The Russians, just like the Soviets, seldom cancel a project. At worst the PAK DP and PAK DA will be drip fed funding and take two or three times the time to develop.
I think the PAK DA has the top priority with regards to both of those projects. The Tu-95MSM and Tu-22M3M have basically no replacement in current production as a theater bomber. The PAK DA's Izdeliye RF engine is already being bench tested with at least two aircraft prototypes being under construction. I expect the stealth bomber prototype to fly this decade. It might fly before the Su-75 unless it hits some kind of snag during development. But the engine already passed bench tests at Kuznetsov so I think that is unlikely.

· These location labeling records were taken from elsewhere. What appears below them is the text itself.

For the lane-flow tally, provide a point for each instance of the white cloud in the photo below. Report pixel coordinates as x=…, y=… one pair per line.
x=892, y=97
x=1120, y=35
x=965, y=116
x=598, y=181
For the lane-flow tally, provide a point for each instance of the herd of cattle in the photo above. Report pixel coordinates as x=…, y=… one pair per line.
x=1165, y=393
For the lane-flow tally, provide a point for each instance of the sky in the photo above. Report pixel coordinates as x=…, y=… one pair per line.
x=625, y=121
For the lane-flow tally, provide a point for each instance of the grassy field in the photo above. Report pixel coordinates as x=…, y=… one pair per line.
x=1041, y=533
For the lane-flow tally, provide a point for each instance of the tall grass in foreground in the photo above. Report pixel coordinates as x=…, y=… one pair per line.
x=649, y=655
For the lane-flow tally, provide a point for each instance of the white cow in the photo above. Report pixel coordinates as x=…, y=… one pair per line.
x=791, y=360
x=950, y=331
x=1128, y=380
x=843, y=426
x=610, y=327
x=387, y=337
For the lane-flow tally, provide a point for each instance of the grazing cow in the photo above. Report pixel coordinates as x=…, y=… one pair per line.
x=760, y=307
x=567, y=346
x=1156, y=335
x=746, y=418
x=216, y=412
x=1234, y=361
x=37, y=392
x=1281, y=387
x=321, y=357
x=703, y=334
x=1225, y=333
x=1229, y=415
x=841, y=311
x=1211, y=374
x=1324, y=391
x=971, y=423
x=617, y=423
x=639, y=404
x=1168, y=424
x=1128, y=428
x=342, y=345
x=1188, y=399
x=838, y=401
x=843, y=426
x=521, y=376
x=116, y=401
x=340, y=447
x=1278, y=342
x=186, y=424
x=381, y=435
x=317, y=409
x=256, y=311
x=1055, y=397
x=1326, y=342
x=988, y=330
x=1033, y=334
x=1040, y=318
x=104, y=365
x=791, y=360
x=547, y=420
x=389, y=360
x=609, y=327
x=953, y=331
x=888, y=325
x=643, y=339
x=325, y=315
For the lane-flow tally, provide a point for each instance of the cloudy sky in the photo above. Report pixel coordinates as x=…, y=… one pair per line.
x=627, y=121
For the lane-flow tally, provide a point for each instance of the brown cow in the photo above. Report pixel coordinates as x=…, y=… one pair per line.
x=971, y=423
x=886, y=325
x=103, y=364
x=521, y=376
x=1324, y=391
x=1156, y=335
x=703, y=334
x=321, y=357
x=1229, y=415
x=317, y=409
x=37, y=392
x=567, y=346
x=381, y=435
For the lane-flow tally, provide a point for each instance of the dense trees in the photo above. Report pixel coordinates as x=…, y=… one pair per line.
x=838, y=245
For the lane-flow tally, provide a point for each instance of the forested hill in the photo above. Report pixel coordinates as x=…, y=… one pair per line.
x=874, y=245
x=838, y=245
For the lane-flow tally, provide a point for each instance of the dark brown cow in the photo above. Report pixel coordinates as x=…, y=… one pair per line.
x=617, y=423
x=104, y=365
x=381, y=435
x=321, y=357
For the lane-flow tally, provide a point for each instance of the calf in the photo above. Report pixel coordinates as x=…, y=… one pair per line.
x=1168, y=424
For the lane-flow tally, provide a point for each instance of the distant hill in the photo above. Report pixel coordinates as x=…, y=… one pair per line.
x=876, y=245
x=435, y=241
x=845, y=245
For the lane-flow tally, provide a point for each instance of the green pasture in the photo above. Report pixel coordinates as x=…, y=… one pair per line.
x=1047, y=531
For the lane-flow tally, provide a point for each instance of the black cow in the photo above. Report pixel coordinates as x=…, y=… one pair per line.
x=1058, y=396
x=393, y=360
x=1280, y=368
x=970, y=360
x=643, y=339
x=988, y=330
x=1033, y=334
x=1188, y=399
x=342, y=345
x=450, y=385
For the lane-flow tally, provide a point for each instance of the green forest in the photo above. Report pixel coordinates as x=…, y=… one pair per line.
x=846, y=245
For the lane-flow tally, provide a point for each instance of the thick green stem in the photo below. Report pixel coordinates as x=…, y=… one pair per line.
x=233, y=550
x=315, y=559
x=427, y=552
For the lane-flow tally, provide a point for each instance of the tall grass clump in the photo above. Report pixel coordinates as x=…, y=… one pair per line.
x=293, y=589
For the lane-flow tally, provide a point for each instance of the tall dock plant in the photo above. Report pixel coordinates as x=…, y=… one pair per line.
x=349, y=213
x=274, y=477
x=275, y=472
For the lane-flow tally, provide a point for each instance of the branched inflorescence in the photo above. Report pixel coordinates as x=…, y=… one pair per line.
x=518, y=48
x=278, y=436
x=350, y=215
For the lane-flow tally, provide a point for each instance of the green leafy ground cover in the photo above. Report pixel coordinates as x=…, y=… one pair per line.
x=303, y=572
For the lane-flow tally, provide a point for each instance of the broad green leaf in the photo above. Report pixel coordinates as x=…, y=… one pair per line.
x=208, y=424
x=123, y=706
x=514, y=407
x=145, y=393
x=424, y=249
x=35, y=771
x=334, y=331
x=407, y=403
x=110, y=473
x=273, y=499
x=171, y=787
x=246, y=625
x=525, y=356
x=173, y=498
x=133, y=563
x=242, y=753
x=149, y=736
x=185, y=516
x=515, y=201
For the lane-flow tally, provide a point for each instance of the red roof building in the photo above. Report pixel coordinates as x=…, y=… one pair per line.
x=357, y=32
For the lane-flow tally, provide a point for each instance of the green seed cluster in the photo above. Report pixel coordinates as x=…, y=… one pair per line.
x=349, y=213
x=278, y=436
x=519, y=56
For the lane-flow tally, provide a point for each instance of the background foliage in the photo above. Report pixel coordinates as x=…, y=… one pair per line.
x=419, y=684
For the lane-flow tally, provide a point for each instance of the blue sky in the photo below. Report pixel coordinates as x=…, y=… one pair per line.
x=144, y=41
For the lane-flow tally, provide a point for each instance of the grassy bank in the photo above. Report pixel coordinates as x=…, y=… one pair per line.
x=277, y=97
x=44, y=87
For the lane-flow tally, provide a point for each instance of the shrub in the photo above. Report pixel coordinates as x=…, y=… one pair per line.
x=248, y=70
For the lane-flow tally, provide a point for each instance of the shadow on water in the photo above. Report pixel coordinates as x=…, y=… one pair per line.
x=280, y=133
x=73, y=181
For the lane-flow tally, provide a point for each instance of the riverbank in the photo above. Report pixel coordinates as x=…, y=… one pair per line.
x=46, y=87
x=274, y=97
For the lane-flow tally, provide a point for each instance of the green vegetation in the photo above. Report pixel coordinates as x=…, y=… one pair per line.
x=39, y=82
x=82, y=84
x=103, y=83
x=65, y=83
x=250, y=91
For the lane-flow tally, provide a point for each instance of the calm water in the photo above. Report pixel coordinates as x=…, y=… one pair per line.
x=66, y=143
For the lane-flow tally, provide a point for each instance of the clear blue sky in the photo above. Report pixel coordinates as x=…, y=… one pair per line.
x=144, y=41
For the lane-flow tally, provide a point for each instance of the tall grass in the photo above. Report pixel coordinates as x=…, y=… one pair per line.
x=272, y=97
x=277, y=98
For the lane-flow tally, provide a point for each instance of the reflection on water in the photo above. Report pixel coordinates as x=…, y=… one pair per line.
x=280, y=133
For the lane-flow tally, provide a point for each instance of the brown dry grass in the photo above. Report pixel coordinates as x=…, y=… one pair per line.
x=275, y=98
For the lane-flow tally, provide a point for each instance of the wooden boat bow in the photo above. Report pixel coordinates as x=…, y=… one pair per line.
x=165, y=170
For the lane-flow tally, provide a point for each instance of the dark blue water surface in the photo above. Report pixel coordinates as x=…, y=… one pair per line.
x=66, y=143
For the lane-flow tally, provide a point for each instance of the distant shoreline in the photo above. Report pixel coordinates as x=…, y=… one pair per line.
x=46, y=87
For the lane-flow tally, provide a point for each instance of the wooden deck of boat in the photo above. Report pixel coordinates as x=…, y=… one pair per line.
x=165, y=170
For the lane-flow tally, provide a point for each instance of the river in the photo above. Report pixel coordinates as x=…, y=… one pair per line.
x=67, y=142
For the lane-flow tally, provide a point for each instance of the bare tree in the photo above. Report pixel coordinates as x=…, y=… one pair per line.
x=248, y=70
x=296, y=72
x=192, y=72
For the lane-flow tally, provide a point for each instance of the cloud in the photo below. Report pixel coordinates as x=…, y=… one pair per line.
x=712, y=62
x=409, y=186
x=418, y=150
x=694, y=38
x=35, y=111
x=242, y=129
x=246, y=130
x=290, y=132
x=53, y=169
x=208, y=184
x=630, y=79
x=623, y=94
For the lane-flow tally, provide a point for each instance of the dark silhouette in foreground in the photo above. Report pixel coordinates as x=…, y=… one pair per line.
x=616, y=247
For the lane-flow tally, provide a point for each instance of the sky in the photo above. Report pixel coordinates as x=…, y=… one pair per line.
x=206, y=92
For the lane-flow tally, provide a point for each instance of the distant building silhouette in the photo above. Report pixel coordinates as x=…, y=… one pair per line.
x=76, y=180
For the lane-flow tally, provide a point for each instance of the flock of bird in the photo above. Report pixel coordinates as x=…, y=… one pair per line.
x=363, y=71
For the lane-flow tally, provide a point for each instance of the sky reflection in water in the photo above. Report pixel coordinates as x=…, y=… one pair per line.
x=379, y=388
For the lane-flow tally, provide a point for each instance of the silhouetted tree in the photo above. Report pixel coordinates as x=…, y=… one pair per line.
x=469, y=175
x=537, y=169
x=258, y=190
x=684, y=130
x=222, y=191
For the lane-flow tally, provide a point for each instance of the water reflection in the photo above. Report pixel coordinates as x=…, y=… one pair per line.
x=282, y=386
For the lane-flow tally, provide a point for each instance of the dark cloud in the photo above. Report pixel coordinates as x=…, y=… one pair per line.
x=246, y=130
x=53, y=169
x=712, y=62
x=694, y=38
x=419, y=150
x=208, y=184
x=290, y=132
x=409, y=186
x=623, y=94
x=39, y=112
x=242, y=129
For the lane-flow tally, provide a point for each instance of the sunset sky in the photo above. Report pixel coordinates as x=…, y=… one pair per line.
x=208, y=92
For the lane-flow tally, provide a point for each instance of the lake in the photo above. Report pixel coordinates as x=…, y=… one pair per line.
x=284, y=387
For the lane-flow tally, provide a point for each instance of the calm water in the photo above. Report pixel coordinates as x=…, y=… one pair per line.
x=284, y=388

Tupolev started out by building a test rig for the cockpit of PAK DA so they can test the cockpit design. They also built a 1:10 scale prototype of the PAK DA airframe made of composites. I assume this was done to test the flight control for the airframe. The people who worked on the cockpit test rig got a state prize. So you can pretty much assume that part of the work was finished satisfactorily.
The Russians basically rebuilt the Tupolev bomber factory and fully equipped it. Kuznetsov design bureau and its plant at Samara were also raised from the ashes and furnished with fully modern equipment. The Tu-160M is basically a reverse engineered Tu-160, and its NK-32-02 engines are basically reverse engineered NK-32 engines. Everything was moved from paper schematics to CAD drawings and production was changed to modern automated methods.
The PAK DP is way earlier in the design process and they haven't even bent metal yet. I have heard nothing about the airframe design having been finalized or anything else really. The Russian government also recently assigned MiG to build a budget jet trainer aircraft to make a replacement for the Aero L-39 Albatros. So that could lead to further delays for the PAK DP project.
The PAK VTA project is the most delayed one I think. Especially now that they seem to be getting further behind the move to resume production of the An-124. The PD-35 engine is further behind in testing than even the Izdeliye RF. I wouldn't be surprised if the PAK VTA only happened in the later part of the next decade.
Did Russians resolve SU-57M engine yet?
The AL-51 engine isn't in serial production yet. They had issues with reliably producing them at scale several years ago. The engines were basically manufactured with a lot of human labor. Handcrafted prototypes. UEC Saturn is currently busy with import substitution projects as well. They had to make the M90FR gas turbines for the Navy, they are working on the PD-8 engine replacement for the SaM-146 used in the Superjet and Be-200, they make the cruise missile engines, and they are testing the Al-41ST-25 gas pumping variant of the Al-41. But their factory at Rybinsk also seems to be getting loads of modern tools to mass manufacture the PD-8 engine. So maybe that will solve whatever engine production issues they have.